Zé Bebelo: Seleção de trechos do romance


ROSA, João Guimarães. Grande Sertão: Veredas. Rio de Janeiro: Nova Aguilar, 1994.




Raposa que demorou

Zé-Bebelo quis ser político, mas teve e não teve sorte: raposa que demorou. (...) Com Zé Bebelo, oi, o rumo das coisas nascia inconstante diferente, conforme cada vez (1994, p.16/p. 98).


Seguro já nasceu assim, zureta, arvoado, criatura de confusão.

Zé Bebelo – ah.

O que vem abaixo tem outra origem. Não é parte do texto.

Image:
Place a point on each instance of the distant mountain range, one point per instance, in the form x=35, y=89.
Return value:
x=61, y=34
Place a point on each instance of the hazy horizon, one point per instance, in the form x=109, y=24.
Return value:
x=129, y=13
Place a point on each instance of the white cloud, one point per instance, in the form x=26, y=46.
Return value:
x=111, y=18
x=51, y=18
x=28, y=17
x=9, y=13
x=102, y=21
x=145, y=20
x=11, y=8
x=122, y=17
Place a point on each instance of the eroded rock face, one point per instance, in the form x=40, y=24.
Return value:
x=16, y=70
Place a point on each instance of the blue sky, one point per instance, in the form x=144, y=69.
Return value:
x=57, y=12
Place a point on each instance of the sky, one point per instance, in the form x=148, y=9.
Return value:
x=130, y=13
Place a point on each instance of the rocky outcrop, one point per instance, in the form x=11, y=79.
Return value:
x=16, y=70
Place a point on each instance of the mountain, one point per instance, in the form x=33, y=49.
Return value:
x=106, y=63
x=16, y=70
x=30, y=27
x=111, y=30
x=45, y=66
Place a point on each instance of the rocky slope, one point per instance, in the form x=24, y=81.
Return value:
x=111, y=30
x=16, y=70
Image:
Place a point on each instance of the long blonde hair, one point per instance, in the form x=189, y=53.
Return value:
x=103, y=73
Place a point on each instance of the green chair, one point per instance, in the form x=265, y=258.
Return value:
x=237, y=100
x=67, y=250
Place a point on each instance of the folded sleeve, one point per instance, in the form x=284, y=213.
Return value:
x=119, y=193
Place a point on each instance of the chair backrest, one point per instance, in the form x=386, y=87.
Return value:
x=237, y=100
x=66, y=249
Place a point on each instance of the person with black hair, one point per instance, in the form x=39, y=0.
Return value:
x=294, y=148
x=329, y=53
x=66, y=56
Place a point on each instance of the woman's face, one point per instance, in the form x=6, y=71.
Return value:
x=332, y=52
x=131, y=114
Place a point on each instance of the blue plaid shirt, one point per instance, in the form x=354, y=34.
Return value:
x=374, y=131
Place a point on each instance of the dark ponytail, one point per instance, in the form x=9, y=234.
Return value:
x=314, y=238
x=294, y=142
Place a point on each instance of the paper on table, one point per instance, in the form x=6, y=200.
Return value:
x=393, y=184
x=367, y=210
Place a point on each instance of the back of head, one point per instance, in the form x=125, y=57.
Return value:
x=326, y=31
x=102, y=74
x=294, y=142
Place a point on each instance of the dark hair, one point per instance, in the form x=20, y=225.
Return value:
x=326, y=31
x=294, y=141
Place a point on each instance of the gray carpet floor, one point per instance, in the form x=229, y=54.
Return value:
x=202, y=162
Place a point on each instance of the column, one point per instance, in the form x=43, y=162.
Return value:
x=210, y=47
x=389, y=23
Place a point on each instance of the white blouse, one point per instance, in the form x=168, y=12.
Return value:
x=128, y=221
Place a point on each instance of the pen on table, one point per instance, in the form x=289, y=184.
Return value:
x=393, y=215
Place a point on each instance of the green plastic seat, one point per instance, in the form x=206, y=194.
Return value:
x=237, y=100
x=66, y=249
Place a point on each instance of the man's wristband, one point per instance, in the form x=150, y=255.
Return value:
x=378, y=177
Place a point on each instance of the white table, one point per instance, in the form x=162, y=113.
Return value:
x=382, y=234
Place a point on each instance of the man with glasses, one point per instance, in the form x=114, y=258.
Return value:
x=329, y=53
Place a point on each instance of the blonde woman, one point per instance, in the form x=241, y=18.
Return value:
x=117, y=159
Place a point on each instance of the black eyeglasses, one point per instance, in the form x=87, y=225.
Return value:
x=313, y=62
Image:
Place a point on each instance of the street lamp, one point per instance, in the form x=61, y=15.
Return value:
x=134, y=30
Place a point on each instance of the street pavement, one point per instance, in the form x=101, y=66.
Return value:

Se o senhor não conheceu esse homem, deixou de certificar que qualidade de cabeça de gente a natureza dá, raro de vez em quando. Aquele queria saber tudo, dispor de tudo, poder tudo, tudo alterar. Não esbarrava quieto. Seguro já nasceu assim, zureta, arvoado, criatura de confusão. Trepava de ser o mais honesto de todos, ou o mais danado, no tremeluz, conforme as quantas. Soava no que falava, artes que falava, diferente na autoridade, mas com uma autoridade muito veloz. (...) Senhor ouve e sabe? Zé Bebelo era inteligente e valente. Um homem consegue intrujar de tudo; só de ser inteligente e valente é que muito não pode (1994, p.99).


O passado, para ele, era mesmo passado, não vogava.

No regular, Zé Bebelo pescava, caçava, dançava as danças, exortava a gente, indagava de cada coisa, laçava rês ou topava à vara, entendia dos cavalos, tocava violão, assoviava musical. (...) Sem menos, se entusiasmava com qual-me-quer, o que houvesse: choveu, louvava a chuva; trapo de minuto depois, prezava o sol. Gostava, com despropósito, de dar conselhos. Considerava o progresso de todos – como se mais esse todo Brasil, territórios – e falava, horas, horas. – “Vim de vez!” – disse, quando retornou de Goiás. O passado, para ele, era mesmo passado, não vogava. E, de si, parte de fraco não dava, nenhão, nunca (1994, p.100).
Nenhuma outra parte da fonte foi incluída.